I first discovered this technique during a particularly chaotic swim-meet season. My daughter had practice every evening, my son had guitar lessons, and my husband was traveling for work. Take-out was getting expensive (and honestly, boring), but I still wanted to put something nutritious on the table. One desperate Tuesday, I grabbed a bag of frozen shrimp and a medley of frozen vegetables on a whim, tossed them with my favorite spices, and hoped for the best. What emerged from the oven was nothing short of miraculous: plump, perfectly seasoned shrimp with tender-crisp vegetables, all caramelized and gorgeous. My kids actually cheered. Now it's on permanent rotation, and I've refined it into the foolproof formula I'm sharing today.

Why This Recipe Works

  • Zero Thaw Time: Shrimp and vegetables go straight from freezer to sheet pan—no overnight planning required.
  • One-Pan Wonder: Everything roasts together, meaning minimal dishes and maximum flavor as the juices mingle.
  • Customizable Veggies: Use whatever frozen blend you love—broccoli & bell peppers, a stir-fry mix, or even green beans.
  • Restaurant-Level Caramelization: High heat and a hot sheet pan create those crave-worthy crispy edges.
  • Protein-Packed & Light: Each serving delivers 28 g of lean protein for under 300 calories.
  • Gluten-Free & Dairy-Free: Naturally allergen-friendly so everyone at the table can enjoy.
  • Meal-Prep Champion: Double or triple the batch; leftovers reheat beautifully for lunches.

Ingredients You'll Need

Frozen shrimp and colorful vegetables on a sheet pan

Quality matters, even when you're starting with frozen ingredients. Look for shrimp that's individually quick frozen (IQF) rather than a solid block—it will roast more evenly. For vegetables, choose bags where you can feel the individual pieces move freely; clumps signal partial thaw and refreeze, which compromises texture.

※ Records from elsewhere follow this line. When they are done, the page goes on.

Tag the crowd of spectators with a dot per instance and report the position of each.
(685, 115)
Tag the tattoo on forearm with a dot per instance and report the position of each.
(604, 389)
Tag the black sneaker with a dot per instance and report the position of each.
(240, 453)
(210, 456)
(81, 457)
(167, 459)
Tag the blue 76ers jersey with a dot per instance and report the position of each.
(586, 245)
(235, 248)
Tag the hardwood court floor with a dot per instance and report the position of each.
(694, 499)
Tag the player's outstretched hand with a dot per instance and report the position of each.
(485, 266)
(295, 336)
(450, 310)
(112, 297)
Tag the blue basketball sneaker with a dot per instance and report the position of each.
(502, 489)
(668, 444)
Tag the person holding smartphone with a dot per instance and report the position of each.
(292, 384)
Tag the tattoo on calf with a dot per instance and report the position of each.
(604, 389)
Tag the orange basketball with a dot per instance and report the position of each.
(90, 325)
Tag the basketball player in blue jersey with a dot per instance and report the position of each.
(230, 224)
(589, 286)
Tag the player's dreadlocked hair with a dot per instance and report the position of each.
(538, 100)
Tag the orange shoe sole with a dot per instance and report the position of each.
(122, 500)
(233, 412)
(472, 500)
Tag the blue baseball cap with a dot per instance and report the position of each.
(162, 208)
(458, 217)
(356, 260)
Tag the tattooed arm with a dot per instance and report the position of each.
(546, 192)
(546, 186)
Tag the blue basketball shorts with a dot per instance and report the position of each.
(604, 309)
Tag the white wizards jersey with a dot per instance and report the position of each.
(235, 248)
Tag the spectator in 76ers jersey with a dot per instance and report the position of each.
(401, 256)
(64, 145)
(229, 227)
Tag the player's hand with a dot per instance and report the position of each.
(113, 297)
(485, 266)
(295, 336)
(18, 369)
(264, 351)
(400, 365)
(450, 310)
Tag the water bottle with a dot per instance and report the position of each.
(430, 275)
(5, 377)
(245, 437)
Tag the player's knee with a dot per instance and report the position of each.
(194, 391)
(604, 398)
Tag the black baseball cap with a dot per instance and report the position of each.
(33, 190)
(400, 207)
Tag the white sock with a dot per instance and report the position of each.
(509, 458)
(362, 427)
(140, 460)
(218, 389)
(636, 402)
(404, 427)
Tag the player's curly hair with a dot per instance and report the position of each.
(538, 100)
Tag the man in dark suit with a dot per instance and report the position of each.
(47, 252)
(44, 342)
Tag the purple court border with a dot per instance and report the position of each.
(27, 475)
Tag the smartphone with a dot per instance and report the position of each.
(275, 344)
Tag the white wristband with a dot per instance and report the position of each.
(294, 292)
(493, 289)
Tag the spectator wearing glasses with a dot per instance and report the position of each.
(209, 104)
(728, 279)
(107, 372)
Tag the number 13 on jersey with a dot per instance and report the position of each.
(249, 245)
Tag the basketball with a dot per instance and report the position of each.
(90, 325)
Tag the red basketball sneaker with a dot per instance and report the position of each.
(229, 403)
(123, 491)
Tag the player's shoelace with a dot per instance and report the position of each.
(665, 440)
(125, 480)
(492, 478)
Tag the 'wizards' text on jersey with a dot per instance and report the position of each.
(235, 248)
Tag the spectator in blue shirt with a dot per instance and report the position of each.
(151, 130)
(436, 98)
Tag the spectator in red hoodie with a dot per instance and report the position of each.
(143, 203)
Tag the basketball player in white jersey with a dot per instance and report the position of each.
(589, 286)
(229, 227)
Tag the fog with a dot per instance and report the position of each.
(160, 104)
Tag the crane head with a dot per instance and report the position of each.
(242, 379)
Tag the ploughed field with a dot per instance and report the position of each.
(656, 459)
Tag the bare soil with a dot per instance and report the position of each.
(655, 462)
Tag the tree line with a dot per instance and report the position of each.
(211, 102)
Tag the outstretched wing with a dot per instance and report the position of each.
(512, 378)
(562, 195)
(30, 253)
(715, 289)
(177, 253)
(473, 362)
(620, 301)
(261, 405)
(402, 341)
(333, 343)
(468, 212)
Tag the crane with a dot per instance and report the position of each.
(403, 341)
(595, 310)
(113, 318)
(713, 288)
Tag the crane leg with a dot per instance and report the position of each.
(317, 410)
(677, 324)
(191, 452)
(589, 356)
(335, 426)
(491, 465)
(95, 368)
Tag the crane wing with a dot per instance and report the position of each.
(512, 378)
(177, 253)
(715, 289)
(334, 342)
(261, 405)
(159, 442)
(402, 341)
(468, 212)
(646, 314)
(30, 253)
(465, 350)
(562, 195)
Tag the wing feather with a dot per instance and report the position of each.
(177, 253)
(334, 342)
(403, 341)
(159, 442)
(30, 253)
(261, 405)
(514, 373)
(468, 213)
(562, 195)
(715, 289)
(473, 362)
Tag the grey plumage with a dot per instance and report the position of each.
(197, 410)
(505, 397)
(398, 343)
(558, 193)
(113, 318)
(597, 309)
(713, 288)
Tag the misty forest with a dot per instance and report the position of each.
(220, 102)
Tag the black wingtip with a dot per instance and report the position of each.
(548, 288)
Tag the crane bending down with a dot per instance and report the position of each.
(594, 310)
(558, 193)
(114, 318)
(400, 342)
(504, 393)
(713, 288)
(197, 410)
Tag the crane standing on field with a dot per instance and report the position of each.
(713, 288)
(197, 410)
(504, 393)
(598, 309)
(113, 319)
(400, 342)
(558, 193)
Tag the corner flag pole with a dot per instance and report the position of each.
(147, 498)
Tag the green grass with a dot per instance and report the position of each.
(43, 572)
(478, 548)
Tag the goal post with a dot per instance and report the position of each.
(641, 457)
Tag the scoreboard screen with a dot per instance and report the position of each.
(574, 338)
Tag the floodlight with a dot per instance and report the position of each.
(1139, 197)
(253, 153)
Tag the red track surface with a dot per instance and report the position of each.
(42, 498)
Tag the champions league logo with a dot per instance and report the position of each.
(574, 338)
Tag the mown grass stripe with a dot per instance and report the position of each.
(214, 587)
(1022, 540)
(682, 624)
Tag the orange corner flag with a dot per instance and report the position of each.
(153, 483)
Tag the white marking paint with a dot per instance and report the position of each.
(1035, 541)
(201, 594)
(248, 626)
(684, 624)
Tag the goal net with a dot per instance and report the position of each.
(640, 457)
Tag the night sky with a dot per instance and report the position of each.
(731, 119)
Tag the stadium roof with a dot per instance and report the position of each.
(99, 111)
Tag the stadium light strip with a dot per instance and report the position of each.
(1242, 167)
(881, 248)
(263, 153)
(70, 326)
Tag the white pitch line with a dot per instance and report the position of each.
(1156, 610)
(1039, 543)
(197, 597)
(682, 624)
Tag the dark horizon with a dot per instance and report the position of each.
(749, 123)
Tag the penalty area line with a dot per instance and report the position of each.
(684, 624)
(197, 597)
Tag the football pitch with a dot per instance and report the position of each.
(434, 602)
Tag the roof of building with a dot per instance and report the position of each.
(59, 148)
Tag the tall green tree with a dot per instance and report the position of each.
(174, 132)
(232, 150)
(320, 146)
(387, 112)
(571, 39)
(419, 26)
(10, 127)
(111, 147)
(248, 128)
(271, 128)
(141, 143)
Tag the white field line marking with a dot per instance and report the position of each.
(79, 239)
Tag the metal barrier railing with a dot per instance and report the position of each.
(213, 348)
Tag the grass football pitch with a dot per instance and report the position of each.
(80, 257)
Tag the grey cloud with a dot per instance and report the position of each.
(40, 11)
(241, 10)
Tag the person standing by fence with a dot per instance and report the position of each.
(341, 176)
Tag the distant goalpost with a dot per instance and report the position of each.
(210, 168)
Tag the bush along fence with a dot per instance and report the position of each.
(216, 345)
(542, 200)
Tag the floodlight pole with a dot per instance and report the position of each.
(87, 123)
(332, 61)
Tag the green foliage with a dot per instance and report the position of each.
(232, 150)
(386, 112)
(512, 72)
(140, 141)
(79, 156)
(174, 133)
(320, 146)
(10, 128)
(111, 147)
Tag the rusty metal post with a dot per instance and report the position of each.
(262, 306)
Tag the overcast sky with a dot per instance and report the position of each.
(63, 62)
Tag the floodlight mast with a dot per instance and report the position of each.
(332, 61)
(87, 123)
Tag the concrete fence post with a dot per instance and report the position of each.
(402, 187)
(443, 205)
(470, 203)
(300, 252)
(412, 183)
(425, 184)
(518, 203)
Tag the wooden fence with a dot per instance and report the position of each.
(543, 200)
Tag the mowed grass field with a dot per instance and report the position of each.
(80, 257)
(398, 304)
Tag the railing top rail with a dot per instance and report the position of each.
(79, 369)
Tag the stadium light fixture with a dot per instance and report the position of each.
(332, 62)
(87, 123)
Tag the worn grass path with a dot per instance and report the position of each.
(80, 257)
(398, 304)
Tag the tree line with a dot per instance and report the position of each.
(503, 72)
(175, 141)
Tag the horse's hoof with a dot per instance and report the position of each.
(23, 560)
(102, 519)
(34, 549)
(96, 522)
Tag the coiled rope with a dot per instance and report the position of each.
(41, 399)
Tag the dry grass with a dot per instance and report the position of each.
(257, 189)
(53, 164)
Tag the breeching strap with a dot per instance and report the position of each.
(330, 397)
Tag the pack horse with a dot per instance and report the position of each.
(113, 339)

  • 1 lb large frozen shrimp (31–40 count), peeled & deveined—tails on or off depending on preference. I keep a 2-lb bag from Costco in my freezer at all times.
  • 1 lb frozen mixed vegetables such as broccoli florets, bell pepper strips, and snap peas. A stir-fry blend works, but avoid watery mixes heavy in zucchini or bok choy.
  • 2 Tbsp extra-virgin olive oil or avocado oil for its high smoke point. Measure generously; frozen veg won't render fat like fresh.
  • 1 tsp kosher salt plus more to taste. Frozen foods need a touch more seasoning than fresh.
  • ½ tsp freshly ground black pepper for gentle heat and complexity.
  • 1 tsp smoked paprika lends subtle campfire flavor and gorgeous color.
  • ½ tsp garlic powder disperses evenly and won't scorch like fresh minced garlic.
  • ¼ tsp dried oregano or Italian seasoning for an herby backbone.
  • Pinch of red-pepper flakes (optional but recommended) for a lively finish.
  • Fresh lemon wedges and chopped parsley for bright, fresh contrast.

Substitution savvy: Low-sodium soy sauce or coconut aminos can replace half the salt for an umami twist. If you only have raw shrimp, reduce cook time by 3–4 minutes. Vegan? Swap shrimp with a 15-oz can of chickpeas, drained and patted dry.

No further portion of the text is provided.